Americans cool on global warming action
Public support in the US for government action on climate change has fallen over the last two years, thanks to political rhetoric and a bit of cold weather.
A new survey by Stanford researchers in collaboration with Ipsos Public Affairs shows that support for a range of policies intended to reduce future climate change dropped by ten percentage points between 2010 and 2012.
In a 2010 Stanford survey, more than three-quarters of respondents were in favor of mandating less polluting cars, appliances, homes, offices and power plants. Nearly 90 percent favored federal tax breaks for companys generating renewable energy.
On average, 72 percent of respondents supported government action on climate change in 2010 - a figure that's now just 62 percent.
The drop was concentrated among Americans who distrust climate science - who were especially influenced by recent shifts in world temperature - and even more so among people who said they were Republican.
Many appear to have been influenced by the recent Republican presidential candidate campaign. Virtually all candidates expressed doubt about global warming, and some urged the government stop trying to to address the issue.

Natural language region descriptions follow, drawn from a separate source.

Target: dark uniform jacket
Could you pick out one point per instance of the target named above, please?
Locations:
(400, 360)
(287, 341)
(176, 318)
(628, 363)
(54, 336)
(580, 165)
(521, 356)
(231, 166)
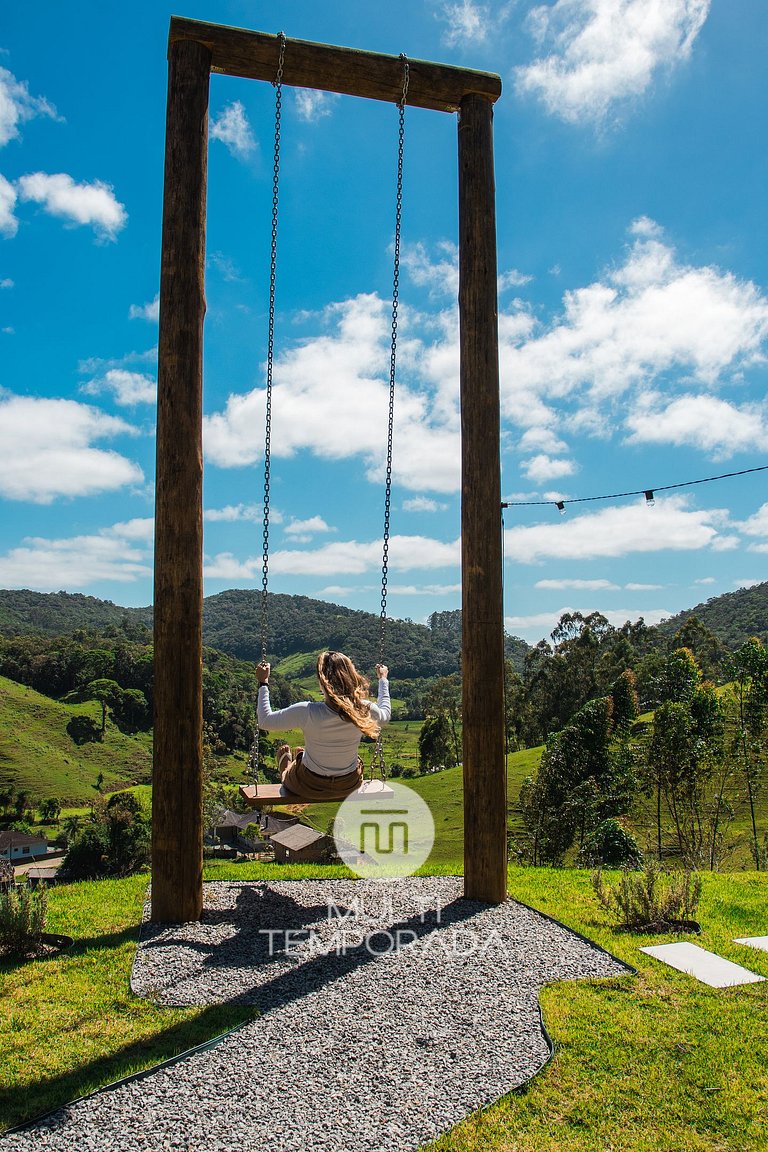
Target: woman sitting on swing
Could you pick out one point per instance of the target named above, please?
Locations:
(328, 766)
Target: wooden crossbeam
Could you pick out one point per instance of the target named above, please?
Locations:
(238, 52)
(275, 794)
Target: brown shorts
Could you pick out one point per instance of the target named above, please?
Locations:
(310, 786)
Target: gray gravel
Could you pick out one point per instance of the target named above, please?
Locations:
(364, 1046)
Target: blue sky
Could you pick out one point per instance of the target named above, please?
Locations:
(631, 177)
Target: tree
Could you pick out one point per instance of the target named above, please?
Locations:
(699, 639)
(445, 699)
(114, 842)
(435, 742)
(690, 771)
(50, 809)
(106, 692)
(21, 803)
(749, 668)
(582, 780)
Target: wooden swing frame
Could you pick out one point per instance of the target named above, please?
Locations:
(195, 51)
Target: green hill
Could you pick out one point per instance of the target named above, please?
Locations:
(734, 616)
(38, 755)
(58, 613)
(232, 623)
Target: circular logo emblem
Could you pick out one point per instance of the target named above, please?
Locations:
(383, 830)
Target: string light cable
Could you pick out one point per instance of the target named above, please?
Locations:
(648, 493)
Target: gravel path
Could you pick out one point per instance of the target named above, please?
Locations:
(390, 1012)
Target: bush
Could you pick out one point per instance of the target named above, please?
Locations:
(610, 844)
(652, 899)
(115, 843)
(22, 918)
(89, 854)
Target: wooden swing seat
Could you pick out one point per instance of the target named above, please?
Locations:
(256, 795)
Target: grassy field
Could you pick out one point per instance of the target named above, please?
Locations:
(647, 1063)
(37, 752)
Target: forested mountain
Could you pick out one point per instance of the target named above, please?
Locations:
(232, 623)
(734, 616)
(59, 613)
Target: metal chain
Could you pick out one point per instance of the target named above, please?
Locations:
(253, 758)
(378, 763)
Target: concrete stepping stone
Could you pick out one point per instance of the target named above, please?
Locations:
(754, 942)
(706, 967)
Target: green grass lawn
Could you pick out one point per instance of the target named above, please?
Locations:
(37, 752)
(649, 1063)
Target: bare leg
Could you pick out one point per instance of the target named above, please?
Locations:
(284, 759)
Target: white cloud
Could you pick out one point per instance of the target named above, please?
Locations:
(308, 528)
(331, 396)
(233, 129)
(312, 105)
(141, 528)
(17, 106)
(407, 553)
(8, 221)
(423, 503)
(544, 468)
(755, 524)
(542, 623)
(226, 566)
(80, 561)
(93, 364)
(439, 274)
(81, 204)
(234, 513)
(616, 531)
(600, 53)
(424, 589)
(544, 439)
(150, 311)
(713, 425)
(584, 585)
(652, 317)
(46, 451)
(512, 279)
(226, 267)
(128, 388)
(468, 22)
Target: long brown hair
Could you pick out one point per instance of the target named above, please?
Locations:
(346, 690)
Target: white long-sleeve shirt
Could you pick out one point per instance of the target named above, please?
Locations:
(331, 744)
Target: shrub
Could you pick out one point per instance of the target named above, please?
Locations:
(22, 918)
(89, 854)
(116, 842)
(610, 844)
(652, 899)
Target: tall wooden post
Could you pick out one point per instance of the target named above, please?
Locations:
(483, 653)
(177, 772)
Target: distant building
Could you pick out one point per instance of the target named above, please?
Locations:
(229, 828)
(270, 824)
(20, 847)
(301, 844)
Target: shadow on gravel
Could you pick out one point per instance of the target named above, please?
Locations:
(266, 924)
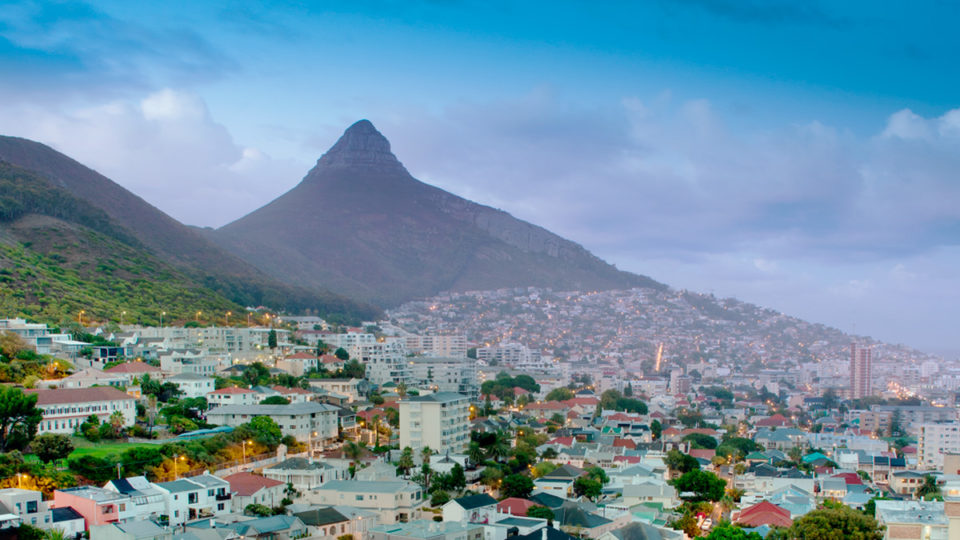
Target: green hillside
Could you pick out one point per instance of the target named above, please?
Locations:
(60, 255)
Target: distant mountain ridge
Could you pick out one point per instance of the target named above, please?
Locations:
(360, 224)
(40, 181)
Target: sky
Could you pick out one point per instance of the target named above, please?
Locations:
(800, 155)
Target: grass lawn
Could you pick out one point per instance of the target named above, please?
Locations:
(84, 447)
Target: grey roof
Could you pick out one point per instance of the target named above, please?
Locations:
(64, 513)
(264, 525)
(316, 517)
(299, 464)
(439, 397)
(356, 486)
(274, 410)
(179, 486)
(475, 501)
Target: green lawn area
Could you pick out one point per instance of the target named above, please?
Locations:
(84, 447)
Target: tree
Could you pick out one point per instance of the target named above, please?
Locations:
(516, 485)
(405, 463)
(656, 429)
(832, 523)
(701, 440)
(257, 510)
(704, 485)
(559, 394)
(929, 488)
(354, 369)
(585, 486)
(19, 418)
(728, 531)
(680, 462)
(51, 446)
(541, 512)
(475, 453)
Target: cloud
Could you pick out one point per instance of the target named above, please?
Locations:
(56, 50)
(167, 149)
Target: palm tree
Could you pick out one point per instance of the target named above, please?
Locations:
(405, 463)
(353, 451)
(499, 449)
(475, 453)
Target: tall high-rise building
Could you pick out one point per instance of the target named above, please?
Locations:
(860, 367)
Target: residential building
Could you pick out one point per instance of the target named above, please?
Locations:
(98, 506)
(133, 530)
(329, 523)
(280, 527)
(248, 488)
(480, 508)
(445, 374)
(861, 364)
(232, 395)
(934, 440)
(397, 501)
(193, 385)
(311, 422)
(448, 345)
(64, 409)
(146, 501)
(427, 530)
(305, 474)
(198, 497)
(919, 520)
(440, 421)
(27, 505)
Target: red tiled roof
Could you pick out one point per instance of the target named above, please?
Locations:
(78, 395)
(515, 506)
(233, 390)
(702, 453)
(286, 390)
(624, 443)
(564, 441)
(246, 484)
(765, 513)
(133, 367)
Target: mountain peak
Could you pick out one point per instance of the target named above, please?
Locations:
(361, 145)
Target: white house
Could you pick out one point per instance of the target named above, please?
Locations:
(64, 409)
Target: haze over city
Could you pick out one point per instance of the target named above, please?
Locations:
(798, 155)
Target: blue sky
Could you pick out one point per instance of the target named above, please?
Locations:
(797, 154)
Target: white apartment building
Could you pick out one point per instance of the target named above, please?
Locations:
(440, 421)
(451, 345)
(396, 501)
(64, 409)
(192, 384)
(507, 353)
(309, 422)
(386, 361)
(445, 375)
(934, 440)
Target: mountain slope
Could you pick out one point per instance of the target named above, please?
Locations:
(359, 223)
(59, 255)
(170, 241)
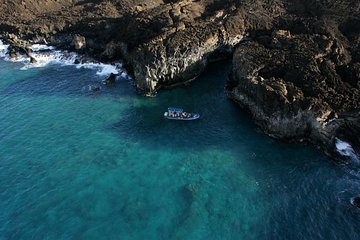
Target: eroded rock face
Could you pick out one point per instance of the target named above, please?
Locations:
(300, 78)
(164, 42)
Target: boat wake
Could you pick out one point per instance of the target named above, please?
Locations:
(46, 55)
(345, 149)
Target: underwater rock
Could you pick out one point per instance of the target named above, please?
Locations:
(110, 80)
(356, 202)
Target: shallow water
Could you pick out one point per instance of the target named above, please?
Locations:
(76, 164)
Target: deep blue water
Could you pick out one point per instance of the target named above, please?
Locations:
(107, 165)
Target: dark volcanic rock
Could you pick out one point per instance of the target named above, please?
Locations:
(110, 80)
(356, 202)
(300, 79)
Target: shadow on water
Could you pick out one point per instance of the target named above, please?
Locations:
(221, 121)
(54, 80)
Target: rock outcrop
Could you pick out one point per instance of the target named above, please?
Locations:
(300, 78)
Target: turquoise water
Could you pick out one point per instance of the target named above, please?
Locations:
(107, 165)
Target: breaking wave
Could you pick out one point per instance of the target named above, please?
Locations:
(46, 55)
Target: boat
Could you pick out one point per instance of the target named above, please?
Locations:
(179, 114)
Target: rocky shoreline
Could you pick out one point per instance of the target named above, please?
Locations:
(296, 64)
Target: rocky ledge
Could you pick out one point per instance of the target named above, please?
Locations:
(295, 65)
(300, 78)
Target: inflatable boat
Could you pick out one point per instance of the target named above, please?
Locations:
(179, 114)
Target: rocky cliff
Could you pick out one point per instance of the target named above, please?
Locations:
(300, 78)
(295, 66)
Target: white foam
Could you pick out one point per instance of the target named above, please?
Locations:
(345, 149)
(41, 47)
(46, 55)
(3, 49)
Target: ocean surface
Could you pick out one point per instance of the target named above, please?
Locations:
(76, 163)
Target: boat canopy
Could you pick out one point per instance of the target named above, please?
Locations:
(179, 110)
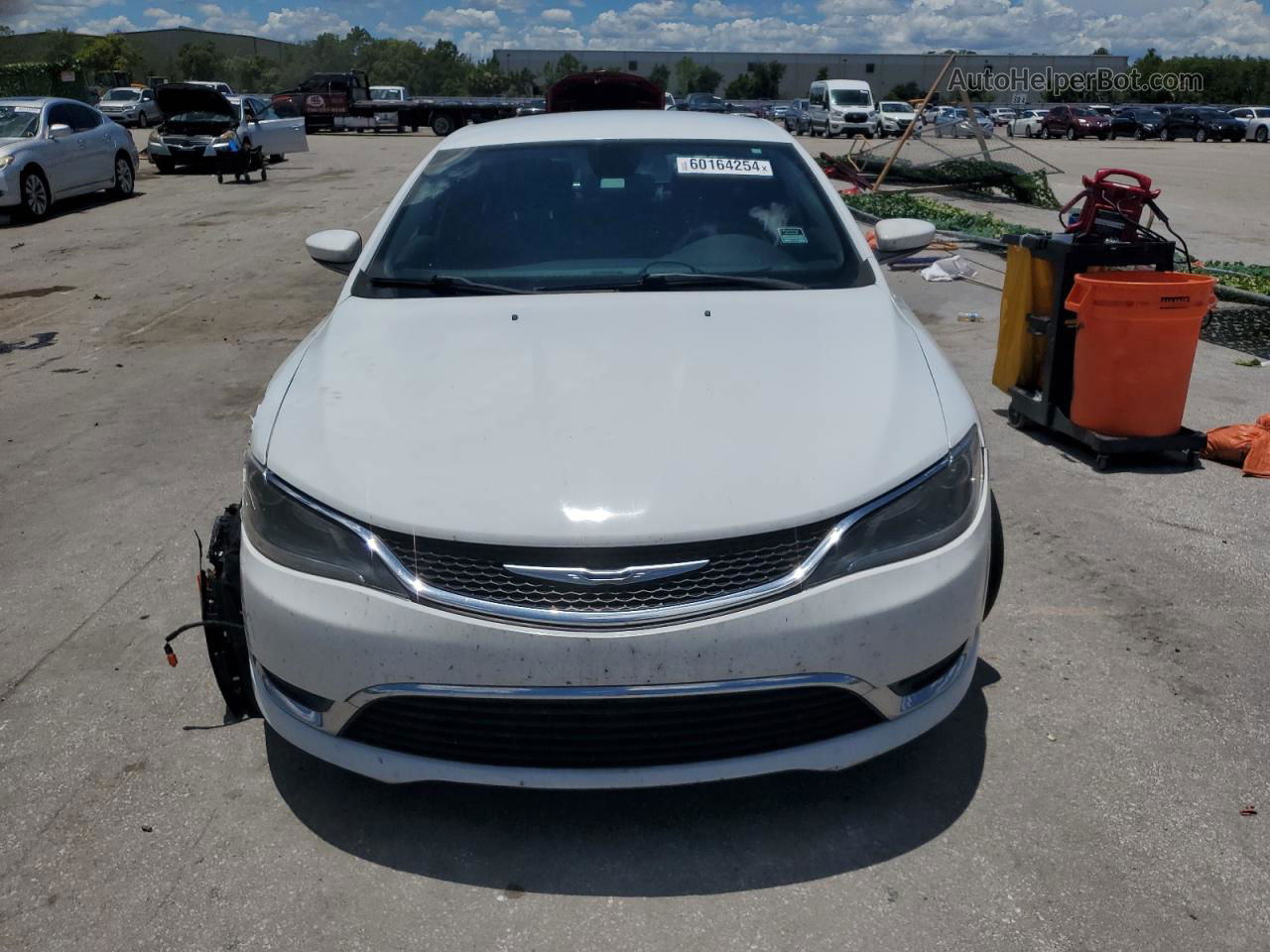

Rick Santorum described belief in climate change as a 'pseudo-religion', while Ron Paul called it a 'hoax'. And Mitt Romney, the apparent Republican nominee, said, "I can tell you the right course for America with regard to energy policy is to focus on job creation and not global warming."
Interestingly, the study found no evidence that the decline in public support for government action came from respondents who lived in economically struggling states.
Overall, the poll found, most Americans still support many specific government actions to mitigate global warming's effect. However, most are against consumer taxes intended to decrease the use of electricity and gasoline.